From 966d1e0f9a8879e26a337214bcff7f330e07c0e8 Mon Sep 17 00:00:00 2001 From: Sebastian Wagner Date: Mon, 8 Jul 2024 15:05:08 +0200 Subject: [PATCH] improve documatation of mail collectors and csv parser based on user feedback --- CHANGELOG.md | 1 + docs/user/bots.md | 22 ++++++++++++++++++---- 2 files changed, 19 insertions(+), 4 deletions(-) diff --git a/CHANGELOG.md b/CHANGELOG.md index a507edd43..209bb1896 100644 --- a/CHANGELOG.md +++ b/CHANGELOG.md @@ -38,6 +38,7 @@ - `intelmq.bots.outputs.smtp_batch.output`: Documentation on multiple recipients added (PR#2501 by Edvard Rejthar). ### Documentation +- Bots: Clarify some section of Mail collectors and the Generic CSV Parser (PR#2510 by Sebastian Wagner). ### Packaging diff --git a/docs/user/bots.md b/docs/user/bots.md index b7a1e2653..21097cb56 100644 --- a/docs/user/bots.md +++ b/docs/user/bots.md @@ -350,6 +350,7 @@ the line) or not. Defaults to true. ### Generic Mail URL Fetcher
Extracts URLs from e-mail messages and downloads the content from the URLs. +It uses the [`imbox`](https://github.com/martinrusev/imbox) library. The resulting reports contain the following special fields: @@ -360,6 +361,8 @@ The resulting reports contain the following special fields: - `extra.email_message_id`: The email's message ID. - `extra.file_name`: The file name of the downloaded file (extracted from the HTTP Response Headers if possible). +The fields can be used by parsers to identify the feed and are not automatically passed on to events. + **Chunking** For line-based inputs the bot can split up large reports into smaller chunks. This is particularly important for setups @@ -392,6 +395,10 @@ limitation set `chunk_size` to something like 384000000 (~384 MB). (optional, boolean) Whether the mail server uses TLS or not. Defaults to true. +**`mail_starttls`** + +(optional, boolean) Whether the mail server uses STARTTLS or not. Defaults to false. + **`folder`** (optional, string) Folder in which to look for e-mail messages. Defaults to INBOX. @@ -422,6 +429,7 @@ certificate is not found, the IMAP connection will fail on handshake. Defaults t ### Generic Mail Attachment Fetcher
This bot collects messages from mailboxes and downloads the attachments. +It uses the [`imbox`](https://github.com/martinrusev/imbox) library.

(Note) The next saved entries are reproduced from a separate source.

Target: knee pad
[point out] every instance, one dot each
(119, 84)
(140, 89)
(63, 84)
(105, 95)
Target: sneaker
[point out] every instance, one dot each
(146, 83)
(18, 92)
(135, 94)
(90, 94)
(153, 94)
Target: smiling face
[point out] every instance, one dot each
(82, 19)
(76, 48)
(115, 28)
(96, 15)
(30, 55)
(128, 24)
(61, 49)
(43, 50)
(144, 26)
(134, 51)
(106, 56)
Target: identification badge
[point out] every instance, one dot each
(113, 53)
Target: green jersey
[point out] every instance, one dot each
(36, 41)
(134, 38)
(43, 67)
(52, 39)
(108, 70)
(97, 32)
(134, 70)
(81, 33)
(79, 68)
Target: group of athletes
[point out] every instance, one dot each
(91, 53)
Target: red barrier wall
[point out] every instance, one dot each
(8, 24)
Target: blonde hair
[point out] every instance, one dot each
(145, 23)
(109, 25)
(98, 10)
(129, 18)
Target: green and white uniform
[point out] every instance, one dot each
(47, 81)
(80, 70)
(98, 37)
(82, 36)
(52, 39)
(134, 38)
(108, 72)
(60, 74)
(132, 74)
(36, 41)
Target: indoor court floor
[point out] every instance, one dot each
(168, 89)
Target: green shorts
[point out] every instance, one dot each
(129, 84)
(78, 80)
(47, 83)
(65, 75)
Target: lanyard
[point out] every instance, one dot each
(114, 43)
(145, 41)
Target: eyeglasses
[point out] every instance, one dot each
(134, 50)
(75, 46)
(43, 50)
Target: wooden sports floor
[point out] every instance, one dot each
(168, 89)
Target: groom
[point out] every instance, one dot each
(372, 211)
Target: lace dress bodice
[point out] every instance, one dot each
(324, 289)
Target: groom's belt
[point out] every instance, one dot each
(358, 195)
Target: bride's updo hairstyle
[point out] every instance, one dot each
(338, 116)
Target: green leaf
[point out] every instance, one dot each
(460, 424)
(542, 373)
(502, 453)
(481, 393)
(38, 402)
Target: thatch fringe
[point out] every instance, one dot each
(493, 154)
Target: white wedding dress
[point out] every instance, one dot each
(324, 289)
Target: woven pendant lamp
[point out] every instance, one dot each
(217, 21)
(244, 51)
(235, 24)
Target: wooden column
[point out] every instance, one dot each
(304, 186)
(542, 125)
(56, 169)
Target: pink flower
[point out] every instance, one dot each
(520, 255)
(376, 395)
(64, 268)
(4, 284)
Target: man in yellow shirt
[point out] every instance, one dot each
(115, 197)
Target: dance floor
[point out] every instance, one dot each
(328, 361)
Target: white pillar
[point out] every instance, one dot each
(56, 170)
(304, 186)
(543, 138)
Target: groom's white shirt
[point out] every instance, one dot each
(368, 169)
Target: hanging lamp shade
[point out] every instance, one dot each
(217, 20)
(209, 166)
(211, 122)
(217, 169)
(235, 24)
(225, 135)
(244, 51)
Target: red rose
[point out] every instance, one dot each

The resulting reports contains the following special fields: @@ -432,6 +440,8 @@ The resulting reports contains the following special fields: - `extra.file_name`: The file name of the attachment or the file name in the attached archive if attachment is to uncompress. +The fields can be used by parsers to identify the feed and are not automatically passed on to events. + **Module:** `intelmq.bots.collectors.mail.collector_mail_attach` **Parameters (also expects [feed parameters](#feed-parameters)):** @@ -442,7 +452,7 @@ The resulting reports contains the following special fields: **`mail_port`** -(optional, integer) IMAP server port: 143 without TLS, 993 with TLS. Defaults to 143. +(optional, integer) IMAP server port: 143 without TLS, 993 with TLS. Default depends on SSL setting. **`mail_user`** @@ -456,6 +466,10 @@ The resulting reports contains the following special fields: (optional, boolean) Whether the mail server uses TLS or not. Defaults to true. +**`mail_starttls`** + +(optional, boolean) Whether to use STARTTLS before authenticating to the server. Defaults to false. + **`folder`** (optional, string) Folder in which to look for e-mail messages. Defaults to INBOX. @@ -466,7 +480,7 @@ The resulting reports contains the following special fields: **`attach_regex`** -(optional, string) Regular expression of the name of the attachment. Defaults to csv.zip. +(optional, string) All attachments which match this [regular expression](https://docs.python.org/3/library/re.html#re.search) will be processed. Defaults to `csv.zip`. **`extract_files`** @@ -1697,8 +1711,8 @@ available with their index. **`skip_header`** -(optional, boolean/integer) Whether to skip the first N lines of the input (True -> 1, False -> 0). Lines starting -with `#` will be skipped additionally, make sure you do not skip more lines than needed! +(optional, boolean/integer) Whether to skip the first N lines of the input (true equals to 1, false requalis to 0). Lines starting +with `#` will be skipped additionally, make sure you do not skip more lines than needed! Defaults to false/0. **`time_format`**